OpenAI’s next steps involve developing a secure “voice authentication” tool so that users can only copy their own voice, Harris said. He said this could be “limiting for patients like Lexi who suddenly lose their ability to speak.” “So we do think we need to build high-trust relationships, particularly with healthcare providers, to allow for more unrestricted use of the technology.”
Bogan focused on thinking about how the technology could help others with similar or more severe speech difficulties, and her doctors were impressed.
“Part of what she did throughout the process was thinking about how to adjust and change that,” Mirza said. “She was a big inspiration to us.”
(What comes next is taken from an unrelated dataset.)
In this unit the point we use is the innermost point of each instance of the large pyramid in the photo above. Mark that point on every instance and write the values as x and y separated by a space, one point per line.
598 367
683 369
While she currently has to fiddle with her phone to get the speech engine to speak, Bogan envisions an artificial intelligence speech engine that could improve upon older speech restoration therapies—such as robotically voiced electrothroats or speech prostheses—either integrated with the human body or in real time. Translate words.
She’s not quite sure what to expect as she gets older, and her artificial intelligence voice still sounds like it did when she was a teenager. Perhaps the technology could “age” her artificial intelligence voice, she said.
For now, “even though my voice isn’t fully recovered, I have things that are helping me find my voice again,” she said.